Phase 2 Statistical Classifications

Target Formulation: What makes a "Jellyfish Day"?

For any localized city, Meduseo users submit sighting reports scaled from 0 (Clear) to 4 (Severe Outbreak). To safely attribute an environmental profile, the script calculates the daily arithmetic average of all reports tied to that specific GPS location.

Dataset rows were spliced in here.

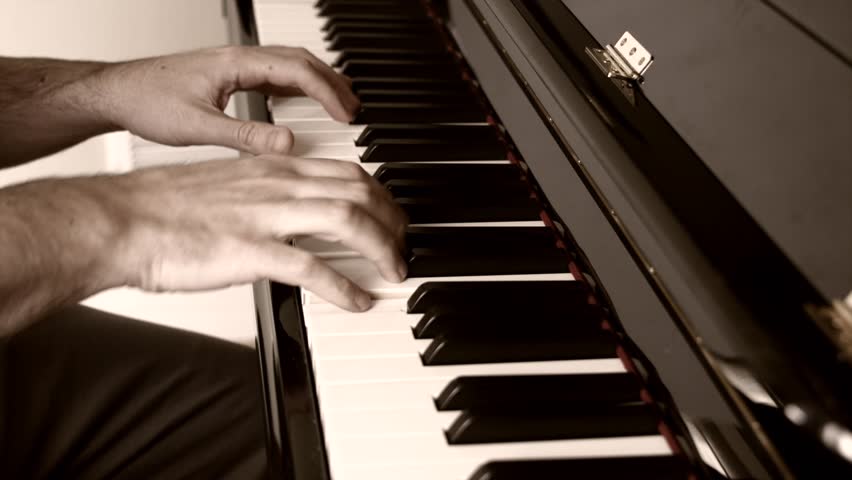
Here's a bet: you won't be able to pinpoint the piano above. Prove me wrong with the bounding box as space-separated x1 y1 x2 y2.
221 0 852 480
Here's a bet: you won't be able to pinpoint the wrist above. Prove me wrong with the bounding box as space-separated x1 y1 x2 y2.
56 62 123 133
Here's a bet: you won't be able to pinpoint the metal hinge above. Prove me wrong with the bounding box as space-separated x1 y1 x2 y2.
586 32 654 104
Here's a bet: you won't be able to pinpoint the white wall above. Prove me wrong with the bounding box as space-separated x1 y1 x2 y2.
0 0 255 343
0 0 228 186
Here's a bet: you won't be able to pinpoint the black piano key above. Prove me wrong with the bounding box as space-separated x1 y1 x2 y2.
407 280 590 313
394 198 541 223
405 227 556 252
406 246 568 278
383 180 530 198
331 46 453 67
358 90 470 103
324 18 435 40
351 103 485 125
420 330 617 366
355 124 499 147
340 59 460 79
412 304 604 339
328 32 447 51
468 455 694 480
314 0 416 10
320 12 424 32
445 404 659 445
373 162 521 183
361 138 506 163
435 372 642 412
352 77 470 93
318 1 428 18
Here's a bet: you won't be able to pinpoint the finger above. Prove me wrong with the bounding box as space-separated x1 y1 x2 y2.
253 241 373 312
269 47 361 114
288 177 408 246
200 110 294 155
240 53 358 122
270 198 407 283
272 157 375 181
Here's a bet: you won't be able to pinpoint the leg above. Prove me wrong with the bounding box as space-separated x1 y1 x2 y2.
0 307 266 479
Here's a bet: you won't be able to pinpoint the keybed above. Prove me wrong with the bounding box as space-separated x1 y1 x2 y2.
254 0 689 480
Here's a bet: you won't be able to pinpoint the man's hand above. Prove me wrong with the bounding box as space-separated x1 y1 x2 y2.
99 47 359 154
0 47 359 168
113 156 407 311
0 155 407 335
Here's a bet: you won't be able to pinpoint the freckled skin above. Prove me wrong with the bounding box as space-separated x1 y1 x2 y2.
0 47 407 335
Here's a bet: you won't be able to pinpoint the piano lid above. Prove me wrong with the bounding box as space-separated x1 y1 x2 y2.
562 0 852 299
450 0 852 478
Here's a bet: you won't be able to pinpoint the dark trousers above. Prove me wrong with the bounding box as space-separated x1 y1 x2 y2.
0 307 266 480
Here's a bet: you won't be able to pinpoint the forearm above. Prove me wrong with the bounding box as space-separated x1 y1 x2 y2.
0 57 117 168
0 174 121 336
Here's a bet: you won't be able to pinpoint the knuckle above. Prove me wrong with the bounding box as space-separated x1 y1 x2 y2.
331 200 362 226
340 162 369 180
216 45 244 64
237 122 260 147
350 182 377 205
292 57 314 75
292 252 321 281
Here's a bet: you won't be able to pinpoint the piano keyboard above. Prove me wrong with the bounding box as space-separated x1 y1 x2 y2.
254 0 690 480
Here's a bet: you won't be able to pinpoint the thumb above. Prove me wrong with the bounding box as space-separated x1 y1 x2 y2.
202 112 293 155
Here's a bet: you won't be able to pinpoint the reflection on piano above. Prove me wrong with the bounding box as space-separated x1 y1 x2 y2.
223 0 852 480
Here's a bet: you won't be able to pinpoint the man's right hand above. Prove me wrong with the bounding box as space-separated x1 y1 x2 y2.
98 156 407 311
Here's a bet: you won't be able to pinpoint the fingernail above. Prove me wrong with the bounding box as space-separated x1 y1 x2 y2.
396 263 408 282
355 293 373 312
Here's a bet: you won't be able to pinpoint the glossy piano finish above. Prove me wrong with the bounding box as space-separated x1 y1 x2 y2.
230 0 848 479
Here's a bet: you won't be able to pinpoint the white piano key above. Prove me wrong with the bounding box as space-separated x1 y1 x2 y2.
327 431 671 468
317 378 449 412
308 332 432 360
304 258 574 303
305 309 423 339
296 131 360 146
271 105 331 121
290 140 367 161
314 354 625 385
322 402 459 436
282 121 366 134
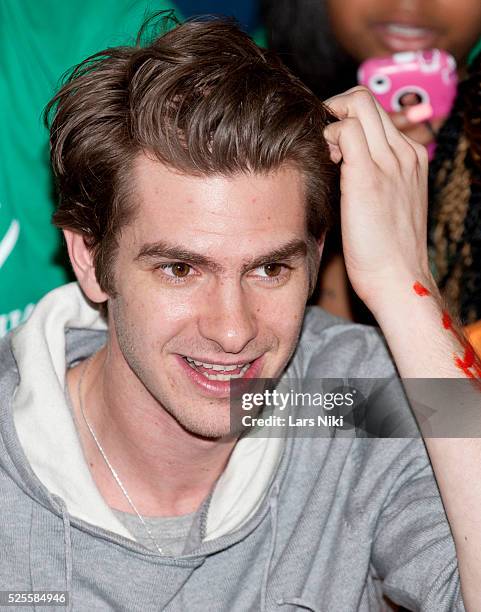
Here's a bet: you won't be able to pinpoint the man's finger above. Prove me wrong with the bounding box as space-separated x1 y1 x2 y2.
324 117 372 171
325 88 394 165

  • Jellyfish Present: If mean > 1.
  • Clear Day: If mean ≤ 1.
  • Threshold Requirement: A city is only considered for statistical analysis if it contains a strict minimum of 10 fully verified reporting days during the summer seasons.

> 1

Mean Load Threshold


Phase 3 Rigorous Statistical Testing

Mann-Whitney U

Because weather variables notoriously violate normal distribution assumptions, we utilize the non-parametric Mann-Whitney U test. This algorithm compares the summed rank of parameter values observed on clear days against jellyfish days.

Cohen's d (Effect Size)

While a p-value strictly specifies if an effect exists, Cohen's d establishes the magnitude of the trigger. Calculated using the difference of means relative to the pooled standard deviation, allowing us to rank occurrences drivers.

FDR Correction

Running unconstrained tests inflates the risk of false positives. We handle this by passing all base p-values through a Benjamini-Hochberg FDR correction. Only metrics satisfying q < 0.05 are tagged as significant drivers.


Phase 4 Computed Variable Lexicon

Every analysis assesses the native daily state alongside computed chronological delays (lags). Because marine physics requires momentum buildup, analyzing 1-day and 2-day temporal lags allows us to chart delayed environmental transport mechanisms.

Variable Code Display Name Unit Source & Definition
sst Sea Surface Temp °C Copernicus Marine daily mean extraction.
msl_mean Atmospheric Pressure hPa ERA5 reduced to sea level pressure. Indicates general cyclonic activities.
salinity Salinity PSU Marine surface salt concentration (~5m proxy depth).
current_speed Surface Current m/s Magnitude derived through vector coordinates.
wave_height Wave Height m Mean height of the highest 33% of waves (VHM0).
*_lag_1d / 2d Temporal Lags - Tracking 24-hr and 48-hr historical states safely within season boundaries.
*_direction Circular Trajectories ° Statistics evaluate Circular Means avoiding standard arithmetic breakage.